What am I missing?
Well, that would depend on what you got. For one, the editorializing is off the charts..."such hateful songs as," "glorifying the Virginia Tech murders," etc. I realize that shows like that are designed to take control away from the guests and keep it with the hosts, but I can't imagine just letting those remarks slide. I mean, really, glorifying the Virginia Tech murders? That's obsurd, and patently false. Also, if he's going to say that his "hateful songs" are a problem, he should probably at least listen to the ones he uses as an example before claiming them to be hateful.
I also don't like how they seem to make the AllHipHop.com guy out to be some kind of spokesperson for hip-hop (and to be fair, how he allows it, as if he's been appointed ambassador for rap music). If he's going to be on there pretending to speak for the hip-hop community, he could at least shoot some holes in the horrendous arguments that the hosts are making. Some of the lyrics (which were hand-picked, obviously, to make Nas seem worse than he is) aren't even Nas lyrics. "Shoot 'em up, just shoot 'em up, awe yah" is from Cypress Hill. Would these guys disparage Eric Clapton for singing "I shot the sheriff"? Somehow, I doubt it. I don't necessarily think Nas' every move is definsible, but can the supposed 'defenders of rap' not make the leap to propose that maybe there's some irony involved in Nas shouting "murder, murder, murder, kill, kill, kill" on stage? Perhaps point out the fact that those particular lyrics were actually coined by Masta Ace on 'Slaughtahouse', a concep album devoted entirely to decrying black-on-black crime? Instead he just sits there on some 'well I don't like it either, but let's wait and see if he explains it' tip.

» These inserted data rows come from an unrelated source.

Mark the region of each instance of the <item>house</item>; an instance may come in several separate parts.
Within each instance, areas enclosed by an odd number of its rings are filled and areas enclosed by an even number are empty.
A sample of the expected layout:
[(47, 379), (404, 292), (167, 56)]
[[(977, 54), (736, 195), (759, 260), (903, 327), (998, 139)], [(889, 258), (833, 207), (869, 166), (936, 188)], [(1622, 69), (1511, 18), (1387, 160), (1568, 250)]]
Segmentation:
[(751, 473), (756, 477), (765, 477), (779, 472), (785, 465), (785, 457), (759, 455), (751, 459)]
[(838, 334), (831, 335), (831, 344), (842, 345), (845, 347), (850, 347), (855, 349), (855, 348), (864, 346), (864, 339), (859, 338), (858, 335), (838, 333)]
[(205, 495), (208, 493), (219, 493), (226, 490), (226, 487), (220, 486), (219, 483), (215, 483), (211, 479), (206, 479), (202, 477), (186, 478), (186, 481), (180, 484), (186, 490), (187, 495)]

Then they go and claim that any positive message in his music somehow doesn't count, because of the negative stuff he talks about, which I guess, in their minds, gives them an excuse for claiming to be a news program but completely ignoring all of Nas' work that has a positive message and not including it in their story. Including one of his most liked songs, which contains a very strong anti-gun message, 'I Gave You Power.'
They also question what message his music is to kids, they may as well question what message pornography is to kids, because kids aren't the intended audience of either. Nas isn't responsible for what music kids listen to, their parents are. I don't want any artists (authors, musicians, film makers, etc) toning down their work in case kids hear/see it.
Then they end up the segment by quickly blaming the recent shootings in Philly on Nas. That's one of the most idiotic statements I've heard a "journalist" say since, well...in a long time.
Last edited by Art Vandelay on Mon Nov 05, 2007 7:33 pm, edited 1 time in total.